12 Models, Estimators, and Tests

A confidence interval, as a random interval (that is, before it is computed based on observed data) is not guarantied to contain the true value of the parameter of interest (the one the interval is built for). It only contain the true value of the parameter with some probability equal to its level.
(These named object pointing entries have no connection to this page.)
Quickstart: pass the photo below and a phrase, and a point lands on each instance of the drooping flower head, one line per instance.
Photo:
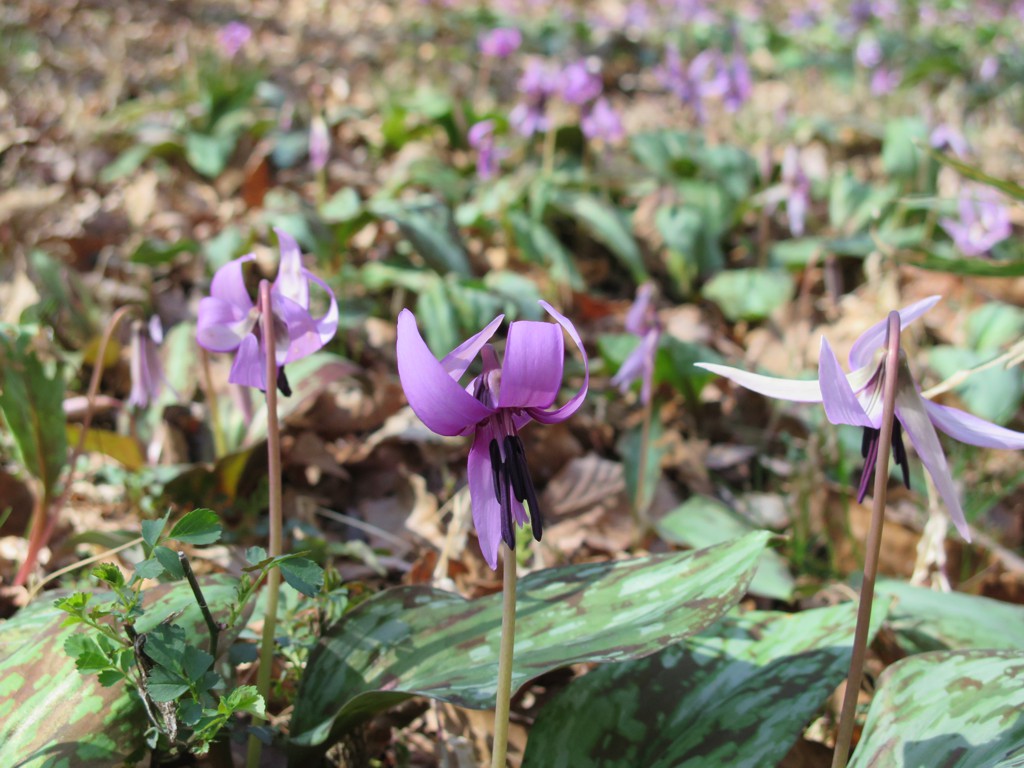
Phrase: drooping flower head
(229, 320)
(855, 398)
(146, 370)
(501, 42)
(983, 223)
(641, 321)
(494, 407)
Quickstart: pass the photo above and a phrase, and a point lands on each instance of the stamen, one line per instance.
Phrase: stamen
(899, 452)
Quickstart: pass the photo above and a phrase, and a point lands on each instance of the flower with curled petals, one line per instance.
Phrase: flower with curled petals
(855, 398)
(228, 318)
(494, 407)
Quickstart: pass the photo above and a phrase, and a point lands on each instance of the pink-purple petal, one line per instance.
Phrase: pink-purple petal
(531, 371)
(972, 430)
(486, 510)
(460, 358)
(249, 368)
(220, 326)
(842, 406)
(443, 406)
(913, 416)
(292, 279)
(797, 390)
(228, 284)
(866, 344)
(563, 413)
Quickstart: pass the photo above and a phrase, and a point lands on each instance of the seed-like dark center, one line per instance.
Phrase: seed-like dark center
(512, 480)
(869, 450)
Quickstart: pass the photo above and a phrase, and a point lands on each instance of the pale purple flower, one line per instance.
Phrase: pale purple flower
(320, 143)
(885, 80)
(538, 84)
(579, 84)
(143, 361)
(494, 407)
(855, 398)
(501, 42)
(944, 135)
(600, 121)
(641, 321)
(984, 221)
(798, 188)
(229, 321)
(231, 37)
(481, 138)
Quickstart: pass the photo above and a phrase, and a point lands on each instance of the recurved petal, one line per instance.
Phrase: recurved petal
(291, 281)
(249, 368)
(220, 326)
(798, 390)
(863, 348)
(459, 358)
(972, 430)
(913, 416)
(842, 406)
(531, 371)
(486, 510)
(228, 284)
(436, 397)
(563, 413)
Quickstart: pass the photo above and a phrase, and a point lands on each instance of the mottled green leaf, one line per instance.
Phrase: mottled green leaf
(737, 694)
(947, 710)
(198, 526)
(701, 521)
(925, 620)
(749, 294)
(437, 644)
(32, 404)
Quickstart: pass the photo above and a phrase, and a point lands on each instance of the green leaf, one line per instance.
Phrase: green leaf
(738, 694)
(436, 644)
(170, 560)
(702, 521)
(925, 620)
(428, 224)
(198, 526)
(302, 574)
(32, 403)
(749, 294)
(950, 709)
(605, 223)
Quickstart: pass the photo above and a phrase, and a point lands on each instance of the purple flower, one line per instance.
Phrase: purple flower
(320, 143)
(228, 320)
(579, 84)
(537, 85)
(601, 121)
(984, 221)
(855, 398)
(146, 370)
(799, 190)
(641, 321)
(494, 407)
(231, 37)
(945, 135)
(501, 42)
(481, 138)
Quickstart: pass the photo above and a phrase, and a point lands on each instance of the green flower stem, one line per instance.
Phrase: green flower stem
(504, 695)
(273, 503)
(873, 546)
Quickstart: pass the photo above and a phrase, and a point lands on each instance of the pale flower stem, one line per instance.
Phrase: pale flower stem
(504, 695)
(273, 503)
(872, 548)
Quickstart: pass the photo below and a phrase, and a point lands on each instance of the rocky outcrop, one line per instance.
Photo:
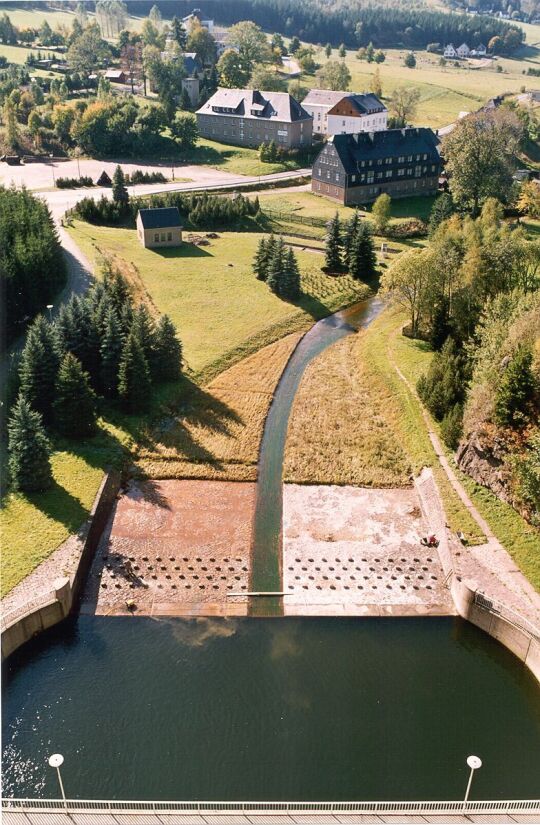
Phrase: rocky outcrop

To illustrate this, we consider the Clopper–Pearson two-sided confidence interval for the parameter of a binomial. (The number of trials defining the binomial is fixed.)

n = 20 # number of trials
theta = 0.3 # probability parameter
B = 100 # number of replicates
L = numeric(B) # storing the lower bound of the interval
U = numeric(B) # storing the upper bound of the interval
X = rbinom(B, n, theta) # simulated data with each number corresponding to one replicate
for (b in 1:B){
  test = binom.test(X[b], n, conf = 0.90)
  L[b] = test$conf.int[1]
  U[b] = test$conf.int[2]
}
plot(0, 0, type = "n", xlim = c(0, 1), ylim = c(0, B), ylab = "Experiments", cex.lab = 1.5)
segments(L, 1:B, U, 1:B, col = "darkgrey")
abline(v = theta, col = "darkred") # indicates the true value of the parameter

cat(paste("While the target level was 90 percent, the interval contained the true value of the parameter", sum((L < theta)*(U > theta)), "times out of", B, "replicates."))

While the target level was 90 percent, the interval contained the true value of the parameter 95 times out of 100 replicates.